La question qui s'est posée dès le premier jour était la suivante : ces affrontements à la frontière libanaise pourraient-elles dégénérer en guerre totale ? Lorsque le gouvernement israélien a hésité sur la manière de gérer le front avec le Liban et qu’il a rejeté la suggestion faite par Galant le 11 octobre de mener une attaque préventive contre les combattants du Hezbollah déployés près de la frontière, il est apparu clairement que les dirigeants militaires et sécuritaires d'Israël préféraient se concentrer sur leur assaut contre Gaza et traiter le front nord comme un élément secondaire. En réponse, le secrétaire général du Hezbollah, Hasan Nasrallah, a annoncé le 3 novembre, dans son premier discours après le début de la guerre contre Gaza, que l'objectif de son parti dans sa lutte contre l'armée israélienne à la frontière était d'offrir un « soutien » et de réduire la pression militaire israélienne sur le Hamas. Il a ajouté que son parti n'avait pas l'intention d'impliquer le Liban dans une guerre destructrice, alors qu’il se trouve plongé dans une grave crise économique et sociale.

Trois mois s'étant écoulés depuis le début de la guerre contre Gaza, et à la suite de l’escalade qui a eu lieu dans les confrontations entre le Hezbollah et l'armée israélienne au cours des dernières semaines, en particulier à la suite de l'assassinat d'un haut responsable du Hamas, Salih al-`Aruri, dans la banlieue sud de Beyrouth, le parti a répondu en bombardant la base aérienne israélienne de Meron.  Ce bombardement a été suivi par l'assassinat de Wissam al-Tawil, commandant de la brigade Ridwân, et, le jour suivant, un drone israélien a pris pour cible une voiture transportant des combattants du Hezbollah, avant l’assassinat d’un officier supérieur responsable des drones.

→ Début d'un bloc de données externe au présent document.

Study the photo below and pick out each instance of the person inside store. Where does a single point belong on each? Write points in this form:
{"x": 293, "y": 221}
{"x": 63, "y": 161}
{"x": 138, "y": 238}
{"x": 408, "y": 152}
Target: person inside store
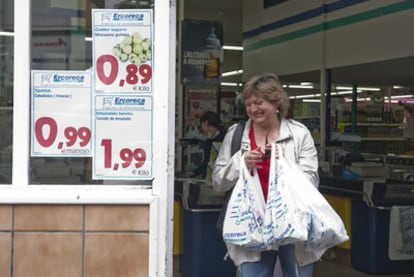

Les récentes déclarations des responsables israéliens mettent l'accent sur une « transformation radicale »[1] de la situation du côté libanais de la frontière, comprenant le retrait des combattants du Hezbollah au-delà du fleuve Litani, son désarmement et le déplacement de ses bases, conformément à la résolution 1701 du Conseil de sécurité des Nations unies qui a mis fin à la guerre israélienne de juillet 2006. Ces responsables affirment qu'ils ont donné une chance à la diplomatie mais qu'en cas d'échec, ils auront recours à la force.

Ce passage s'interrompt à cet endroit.